In March 2015 he went up on stage staring at the audience and as he walked towards the center of it he said, opening his hands and spreading his arms “when I was a boy the most feared disaster was to live a nuclear war.” After a slight pause he continued, “Today the world’s greatest catastrophe is a pandemic. If anything is going to kill more than ten million people in the coming decades it will be a very infectious virus, much more than a war. There will be no missiles, but microbes.” It was just five years ago years. March 2015.
Although Bill Gates predicted it, it seems that few paid attention.
We are at the epicenter of the pandemic, and as we look back in disbelief at what Gates predicted, the coronavirus crisis is prompting brands and tech titans to show the true power of purpose.
As quarantine becomes the new normal almost everywhere in the world, a large number of brands have discovered that they have a prominent role to play in a time of crisis like this in helping society mitigate the inevitable impact.
The world is watching.
When I am asked what brands have to do in this context, one of the things I answer is that there is no single formula for everyone. But there are things that they can all adopt:
Act as if your actions make a difference.

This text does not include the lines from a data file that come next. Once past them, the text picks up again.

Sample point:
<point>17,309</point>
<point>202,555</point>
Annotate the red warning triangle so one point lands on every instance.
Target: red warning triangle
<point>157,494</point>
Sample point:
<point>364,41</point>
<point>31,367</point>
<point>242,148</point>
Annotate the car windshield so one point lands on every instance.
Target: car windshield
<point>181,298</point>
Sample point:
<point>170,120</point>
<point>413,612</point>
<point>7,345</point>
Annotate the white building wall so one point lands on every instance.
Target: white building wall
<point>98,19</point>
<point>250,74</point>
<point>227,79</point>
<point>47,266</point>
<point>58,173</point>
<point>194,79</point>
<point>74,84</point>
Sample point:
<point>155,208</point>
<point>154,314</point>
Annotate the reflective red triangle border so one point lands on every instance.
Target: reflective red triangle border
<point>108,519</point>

Be aware of the effects that your actions have.
Your actions make your beliefs true and your purpose palpable.
Developing short-term strategies is fine now, but preparing for the future is also essential.
Purposeful brands play a prominent role in every crisis. They put what they can to mitigate the problem and provide solutions using what is within their reach: services, products, media, channels, resources, communication and special care for people: teams, partners, customers, suppliers, society in general.
With the coronavirus establishing itself as conjunctural, but without being sure if the conjuncture will be short, medium or long term, society is just at the beginning of an unprecedented chapter in the history of modern life.
The social alarm is understandable, but contextualizing the moment of humanity we live in helps us. “In the Middle Ages, viruses traveled at the speed of a pack horse and in most places they could only infect small cities and towns. Today a virus can travel in business class across the world in 24 hours, and infect megalopolis with millions of inhabitants”, Yuval Harari tells us, and goes on to say that “theoretically, things should have been much worse today than in the Middle Ages. But in practice, in the last 100 years, both the incidence and the impact of epidemics have decreased dramatically.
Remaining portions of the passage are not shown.